The D framework for random sampling, written by Andrei Alexandrescu, is a rather elegant creation (worth its own blog post) that uses D’s concept of ranges to create a lazily-evaluated structure that can sample from a broad range of different inputs — an array, a sequence of numbers generated automatically without being stored, an input file, essentially any input that can be interpreted through D’s concept of an InputRange.

I’d originally implemented Algorithms A and D as a little extension library based on the GNU Scientific Library, and it was fairly trivial to rework the code for D (licence lawyers note that the pieces reworked were entirely my own work and not derivative of GSL). To my knowledge, this makes D the only language — certainly the only systems-programming language — to have Vitter’s algorithm implemented in its standard library. I’m not even aware of any mainstream scientific library that implements it, though I’d be delighted to learn otherwise.

For now, though, it seems a bit of a unique feature — and I’m definitely proud to have brought Algorithm D to D.

Programming fun

Where programming and development is concerned it’s always good to get some time to just play, to mess around with new tools, languages or libraries just for the fun of it to see what you can do. I don’t really do this often enough, but the last few days were an exception.
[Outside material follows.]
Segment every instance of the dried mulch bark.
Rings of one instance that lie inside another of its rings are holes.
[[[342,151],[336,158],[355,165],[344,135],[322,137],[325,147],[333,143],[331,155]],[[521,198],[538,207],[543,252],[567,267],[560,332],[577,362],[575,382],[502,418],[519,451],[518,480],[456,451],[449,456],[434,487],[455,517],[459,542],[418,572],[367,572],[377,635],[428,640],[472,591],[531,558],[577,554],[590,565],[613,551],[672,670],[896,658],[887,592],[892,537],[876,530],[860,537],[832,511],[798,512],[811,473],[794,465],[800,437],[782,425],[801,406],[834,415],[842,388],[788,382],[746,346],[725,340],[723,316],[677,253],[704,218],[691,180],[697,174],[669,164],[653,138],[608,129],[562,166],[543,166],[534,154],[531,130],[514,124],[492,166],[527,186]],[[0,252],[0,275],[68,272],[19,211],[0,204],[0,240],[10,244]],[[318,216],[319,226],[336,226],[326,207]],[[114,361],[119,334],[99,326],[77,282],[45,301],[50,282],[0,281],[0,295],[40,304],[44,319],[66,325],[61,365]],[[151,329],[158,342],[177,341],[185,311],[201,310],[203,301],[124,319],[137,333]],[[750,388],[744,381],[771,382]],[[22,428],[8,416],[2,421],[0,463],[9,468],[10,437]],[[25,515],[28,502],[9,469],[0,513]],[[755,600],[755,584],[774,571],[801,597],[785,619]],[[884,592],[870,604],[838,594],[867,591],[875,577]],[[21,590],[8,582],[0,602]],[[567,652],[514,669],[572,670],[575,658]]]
Here’s what I got up to …

C, C++, D …

I can’t remember when exactly I discovered the D programming language, but if my posts on the project mailing lists are anything to go by it must have been in early 2010. This overlapped very nicely with the period in which I became properly enthusiastic and confident with C++, and I was delighted by D’s much more elegant and intuitive syntax compared to the older language.

I’ve played with it on-off ever since then, but never with the commitment that the language really deserves. There were various reasons for that; one of the major ones was that the only up-to-date compiler was the partially-proprietary reference implementation, with the GCC and LLVM-based ones lagging behind.

However … the last release of Ubuntu (11.10) saw the GCC 4.6 based GDC compiler included, and the upcoming LTS release (12.04) has promoted this to being the default GDC install. In fact this is a straight import from Debian, meaning that all upcoming Debian-derived distros are available. So, it seemed an opportune moment to dive back in.

The results are quite nice. Back when I was first trying out D there was a big speed gap with C++ which the latest GDC seems to have closed. The GDC dev community is full of beans and doing excellent work. With any luck the LLVM-based LDC compiler will catch up soon and also be available in distros.

My explorations in the next weeks will probably be to do with things like template mixins and other ways in which D differs from C++ in its approach to class templates, inheritance, polymorphism and so on. I’ll also be looking into how easy it is to use D with C and C++ libraries, surely essential at this point when there is not a widespread range of D software available in Linux distros.

Clang!!!!

Looking into D made me think of LDC, which in turn reawakened my casual curiosity in the LLVM compiler project. I’ve never really worked with any of these tools beyond LDC, so thought I’d have a play with Clang, the LLVM-based C++ compiler.

A couple of tweaks to a Makefile later and … oh dear oh dear! Compiler error messages abounded. But once I’d got past the ‘But it works fine with g++!’ panic, they turned out to be useful, informative, and easy to resolve. The code in question was a policy class-based program with a ton of template metaprogramming, and it turns out that Clang/LLVM is much stricter than GCC when it comes to certain potential ambiguities in C++ templates.

In fact, the error messages gave precise instructions for resolving the problem — in this case, to insert ‘this->’ keywords in front of various function calls. Compilation itself was noticeably faster than g++ and produced code that, while slower, was not so much so as to be unpleasant.

On this basis, I’m quite tempted to switch to Clang as my development compiler, using these nice features to ensure code correctness and to avoid long compile times, and pull out g++ only when building a finished program.